Le résistant français Roger FICHTENBERG, l’un des héros des pages les plus brûlantes de l'histoire du XXe siècle, s’est éteint. La France perd un grand combattant de la liberté, un grand combattant de la mémoire aussi, profondément attaché à faire vivre le souvenir de la Seconde Guerre mondiale.

Les scouts des Éclaireurs israélites de France (EIF) avaient eu une inspiration heureuse en totémisant « jaguar délicat » leur nouvelle recrue de vingt ans, fraichement débarquée en Allier depuis Paris. Né en 1921 dans une famille juive parisienne qui prit le chemin de l'exode en 1940, Roger FICHTENBERG avait le courage, l'ardeur, la discrétion et la rapidité furtive du félin.

Son totem allait devenir son nom de guerre, car la zone dite libre ne le resta pas longtemps. Quand s'y déclarèrent les rafles de juifs en 1942, et que les EIF furent interdits, le jeune homme contribua à transformer le mouvement en un réseau clandestin d'évasion d'adolescents juifs, la Sixième. Des milliers de jeunes s'échappèrent alors par les Alpes et les Pyrénées, grâce aux cachettes, aux convoyages, à la production de faux-papiers organisés depuis Moissac par FICHTENBERG et ses compagnons. Engagé en 1944 dans l'Armée Secrète puis dans les FFI comme sous-lieutenant, il participa à la Libération d'Agen.

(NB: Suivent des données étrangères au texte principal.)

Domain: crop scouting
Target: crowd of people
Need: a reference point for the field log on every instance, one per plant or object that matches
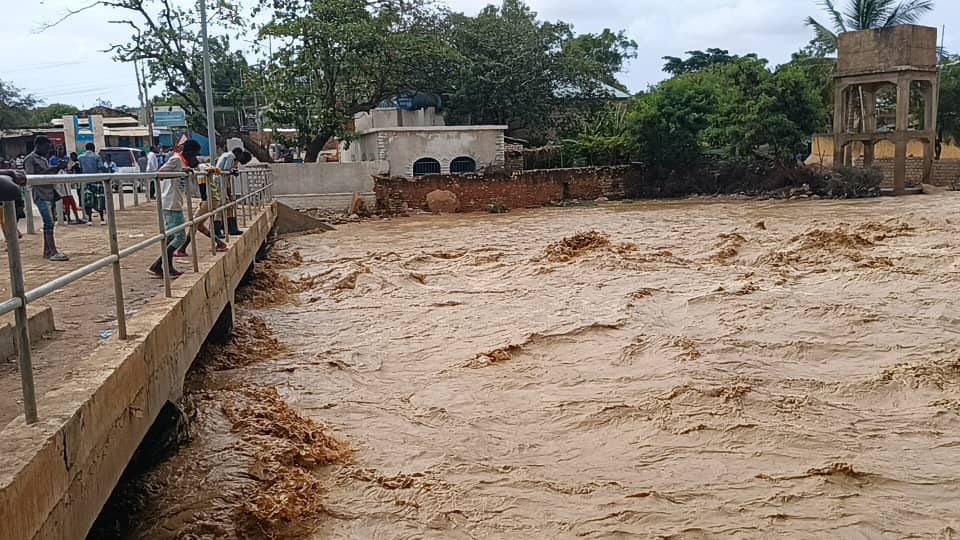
(56, 202)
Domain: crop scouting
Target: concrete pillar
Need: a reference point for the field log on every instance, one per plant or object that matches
(838, 124)
(70, 135)
(868, 153)
(96, 125)
(931, 103)
(869, 109)
(903, 125)
(903, 104)
(900, 166)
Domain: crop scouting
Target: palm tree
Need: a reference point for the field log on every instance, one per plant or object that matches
(864, 15)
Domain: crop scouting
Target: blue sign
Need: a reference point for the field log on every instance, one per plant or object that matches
(169, 118)
(82, 135)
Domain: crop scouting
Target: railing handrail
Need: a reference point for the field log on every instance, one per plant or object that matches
(50, 179)
(20, 298)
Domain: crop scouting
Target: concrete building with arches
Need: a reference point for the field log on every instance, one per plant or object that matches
(419, 143)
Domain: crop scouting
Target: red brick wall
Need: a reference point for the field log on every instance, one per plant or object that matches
(523, 189)
(946, 172)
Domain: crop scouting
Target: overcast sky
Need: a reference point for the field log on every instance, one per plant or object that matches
(64, 64)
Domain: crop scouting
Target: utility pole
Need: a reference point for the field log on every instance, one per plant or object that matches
(208, 83)
(145, 103)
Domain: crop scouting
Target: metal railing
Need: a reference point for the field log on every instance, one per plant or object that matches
(252, 189)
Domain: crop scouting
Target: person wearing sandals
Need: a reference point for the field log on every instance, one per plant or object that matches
(45, 196)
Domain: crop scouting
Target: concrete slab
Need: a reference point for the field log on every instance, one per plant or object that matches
(41, 322)
(55, 475)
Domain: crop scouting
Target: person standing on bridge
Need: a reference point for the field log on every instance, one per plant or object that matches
(229, 164)
(94, 196)
(45, 196)
(171, 201)
(11, 181)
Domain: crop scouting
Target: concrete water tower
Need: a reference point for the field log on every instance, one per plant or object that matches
(902, 56)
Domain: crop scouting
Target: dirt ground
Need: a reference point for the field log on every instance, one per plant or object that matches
(690, 369)
(85, 309)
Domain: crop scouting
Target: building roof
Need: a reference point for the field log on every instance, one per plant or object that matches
(436, 128)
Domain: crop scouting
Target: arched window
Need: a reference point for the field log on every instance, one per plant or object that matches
(463, 164)
(426, 166)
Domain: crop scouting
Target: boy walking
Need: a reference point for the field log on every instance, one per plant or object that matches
(45, 196)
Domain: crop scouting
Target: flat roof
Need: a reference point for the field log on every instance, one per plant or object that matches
(435, 128)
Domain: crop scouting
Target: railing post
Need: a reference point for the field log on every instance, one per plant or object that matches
(211, 210)
(245, 190)
(223, 204)
(192, 231)
(119, 184)
(117, 278)
(163, 245)
(17, 290)
(28, 209)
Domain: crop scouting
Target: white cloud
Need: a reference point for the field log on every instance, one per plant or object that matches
(64, 64)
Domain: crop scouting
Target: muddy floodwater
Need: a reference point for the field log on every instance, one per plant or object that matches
(684, 369)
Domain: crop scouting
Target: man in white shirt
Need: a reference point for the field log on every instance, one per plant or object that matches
(171, 202)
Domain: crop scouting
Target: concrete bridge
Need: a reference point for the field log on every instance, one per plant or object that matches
(55, 475)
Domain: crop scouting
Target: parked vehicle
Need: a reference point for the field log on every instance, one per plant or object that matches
(128, 160)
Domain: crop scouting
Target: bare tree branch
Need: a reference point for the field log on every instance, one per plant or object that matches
(43, 27)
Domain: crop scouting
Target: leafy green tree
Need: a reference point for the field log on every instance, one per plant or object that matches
(15, 107)
(666, 123)
(512, 68)
(739, 109)
(231, 75)
(696, 61)
(43, 115)
(165, 36)
(601, 56)
(759, 108)
(864, 15)
(339, 57)
(526, 73)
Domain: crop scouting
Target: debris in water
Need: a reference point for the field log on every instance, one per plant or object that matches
(496, 356)
(267, 288)
(251, 341)
(289, 447)
(572, 247)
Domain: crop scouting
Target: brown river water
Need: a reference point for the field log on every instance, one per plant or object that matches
(688, 370)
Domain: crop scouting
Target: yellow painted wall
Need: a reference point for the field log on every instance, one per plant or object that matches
(823, 150)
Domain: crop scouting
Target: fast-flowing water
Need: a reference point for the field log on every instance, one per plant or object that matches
(692, 369)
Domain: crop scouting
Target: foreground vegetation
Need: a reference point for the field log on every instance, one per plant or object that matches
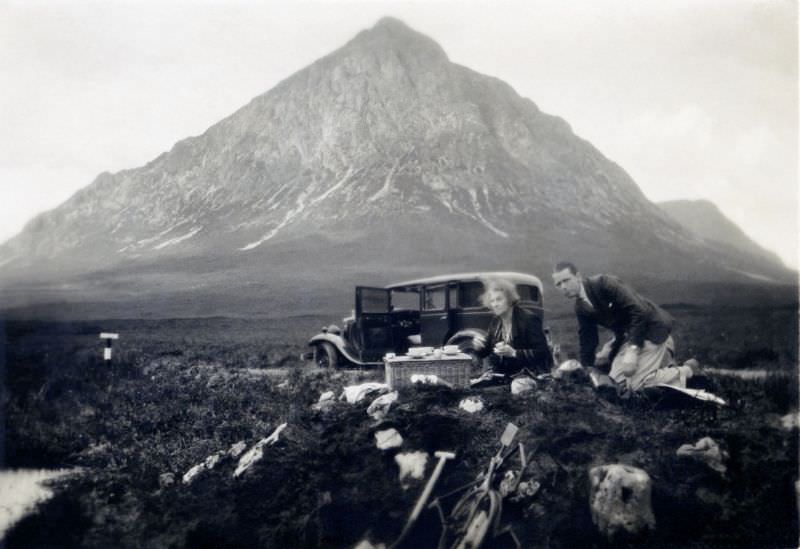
(179, 391)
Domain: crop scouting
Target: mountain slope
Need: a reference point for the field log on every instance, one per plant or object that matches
(379, 157)
(704, 219)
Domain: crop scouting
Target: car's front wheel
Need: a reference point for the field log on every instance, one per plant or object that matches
(326, 355)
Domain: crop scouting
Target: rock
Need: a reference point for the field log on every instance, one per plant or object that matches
(237, 449)
(708, 451)
(214, 459)
(326, 402)
(356, 393)
(166, 480)
(191, 475)
(523, 385)
(256, 453)
(381, 405)
(412, 464)
(620, 501)
(388, 438)
(471, 405)
(429, 379)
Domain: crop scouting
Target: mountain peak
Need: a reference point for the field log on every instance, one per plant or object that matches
(392, 34)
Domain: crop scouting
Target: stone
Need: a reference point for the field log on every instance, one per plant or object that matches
(411, 464)
(429, 379)
(356, 393)
(166, 480)
(523, 385)
(708, 451)
(387, 439)
(191, 475)
(380, 406)
(471, 405)
(326, 402)
(620, 501)
(256, 453)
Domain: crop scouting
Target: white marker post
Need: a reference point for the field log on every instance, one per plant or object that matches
(107, 351)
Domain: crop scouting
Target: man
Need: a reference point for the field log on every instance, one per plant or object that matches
(641, 352)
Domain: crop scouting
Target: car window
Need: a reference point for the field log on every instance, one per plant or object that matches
(433, 298)
(374, 301)
(405, 300)
(469, 294)
(528, 293)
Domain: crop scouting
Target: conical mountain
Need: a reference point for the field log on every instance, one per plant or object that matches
(383, 157)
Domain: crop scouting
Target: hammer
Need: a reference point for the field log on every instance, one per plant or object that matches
(426, 493)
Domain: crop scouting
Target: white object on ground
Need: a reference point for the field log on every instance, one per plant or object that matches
(567, 367)
(620, 500)
(21, 491)
(193, 473)
(791, 421)
(356, 393)
(471, 405)
(699, 394)
(381, 405)
(237, 449)
(325, 402)
(388, 438)
(429, 379)
(412, 464)
(522, 385)
(254, 454)
(708, 451)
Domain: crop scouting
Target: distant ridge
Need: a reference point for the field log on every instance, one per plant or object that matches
(380, 161)
(703, 218)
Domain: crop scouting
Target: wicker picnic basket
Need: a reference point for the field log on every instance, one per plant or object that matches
(455, 371)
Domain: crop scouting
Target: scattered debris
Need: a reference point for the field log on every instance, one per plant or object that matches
(620, 500)
(567, 367)
(326, 402)
(430, 379)
(236, 450)
(708, 451)
(523, 385)
(166, 480)
(388, 438)
(791, 421)
(381, 405)
(356, 393)
(366, 544)
(471, 404)
(255, 453)
(412, 464)
(192, 474)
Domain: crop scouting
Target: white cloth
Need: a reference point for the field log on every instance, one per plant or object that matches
(654, 366)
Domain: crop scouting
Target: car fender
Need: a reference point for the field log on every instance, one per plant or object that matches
(466, 336)
(340, 344)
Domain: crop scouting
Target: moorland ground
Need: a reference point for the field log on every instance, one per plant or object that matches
(181, 390)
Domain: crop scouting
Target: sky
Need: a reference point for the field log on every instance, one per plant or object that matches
(695, 99)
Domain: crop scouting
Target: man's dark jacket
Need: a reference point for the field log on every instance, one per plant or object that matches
(527, 338)
(622, 310)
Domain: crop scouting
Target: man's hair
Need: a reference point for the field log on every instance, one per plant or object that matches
(499, 285)
(561, 265)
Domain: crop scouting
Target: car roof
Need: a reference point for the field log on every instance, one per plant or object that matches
(516, 278)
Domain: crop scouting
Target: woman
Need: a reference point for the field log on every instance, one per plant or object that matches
(515, 339)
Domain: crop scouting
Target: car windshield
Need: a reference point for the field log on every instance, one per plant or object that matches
(405, 300)
(469, 294)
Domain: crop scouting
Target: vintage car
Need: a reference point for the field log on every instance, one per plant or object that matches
(434, 311)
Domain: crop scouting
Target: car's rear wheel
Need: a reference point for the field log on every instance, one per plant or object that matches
(326, 355)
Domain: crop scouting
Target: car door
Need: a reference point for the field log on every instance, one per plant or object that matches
(434, 318)
(373, 330)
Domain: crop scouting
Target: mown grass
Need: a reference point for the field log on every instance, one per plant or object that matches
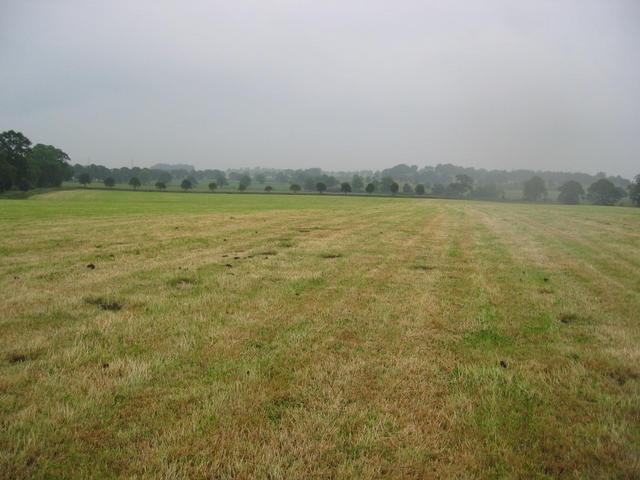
(294, 337)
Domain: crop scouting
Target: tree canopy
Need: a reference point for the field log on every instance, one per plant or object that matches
(570, 192)
(534, 189)
(604, 192)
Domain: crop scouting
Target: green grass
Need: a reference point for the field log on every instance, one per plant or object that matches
(273, 336)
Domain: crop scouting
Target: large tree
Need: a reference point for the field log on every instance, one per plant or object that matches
(634, 191)
(49, 165)
(16, 147)
(7, 172)
(534, 189)
(604, 192)
(357, 183)
(570, 192)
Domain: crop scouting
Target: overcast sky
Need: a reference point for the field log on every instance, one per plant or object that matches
(337, 84)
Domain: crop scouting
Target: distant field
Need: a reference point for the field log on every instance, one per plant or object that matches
(273, 336)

Roger FICHTENBERG garda toute sa vie une conception très haute de l'engagement, en particulier sur la scène politique. Tout en travaillant dans l'industrie textile, il entra au Parti Radical Socialiste puis au Mouvement des Radicaux de Gauche, et mena une carrière d'élu local dans le XIe arrondissement où il était né et auquel il était très attaché. Après deux mandats de conseiller municipal, M. FICHTENBERG fut conseiller régional d'Île-de-France entre 1986 et 1992 puis entre 1997 et 1998. Son engagement politique était pour lui le prolongement de son action résistante : « La tâche n’est pas achevée » disait-il, appelant sans relâche à lutter contre le racisme, l’antisémitisme et la xénophobie. 

Animé par une foi profonde dans les valeurs républicaines, M. FICHTENBERG fut toujours un passeur, imprégné de l'importance du témoignage et de la transmission, membre de la Commission du Souvenir du CRIF et d'associations d'anciens combattants. Son histoire, qu'il coucha par écrit en 2015 dans son Journal d’un résistant juif dans le Sud-Ouest, a touché des milliers de jeunes Français auxquels il est venu la raconter dans les écoles. Lucide et droit, sans rancœur ni naïveté, Roger FICHTENBERG versait sur la plaie vive de la Seconde Guerre mondiale son regard de paix.

Celui que Serge KLARSFELD définissait comme un « héros tranquille et modeste » ne quitta jamais les armes du combat pour le bien commun.

Le Président de la République rend hommage à cet homme d'engagement et de mémoire, et adresse à ses proches ses plus sincères condoléances.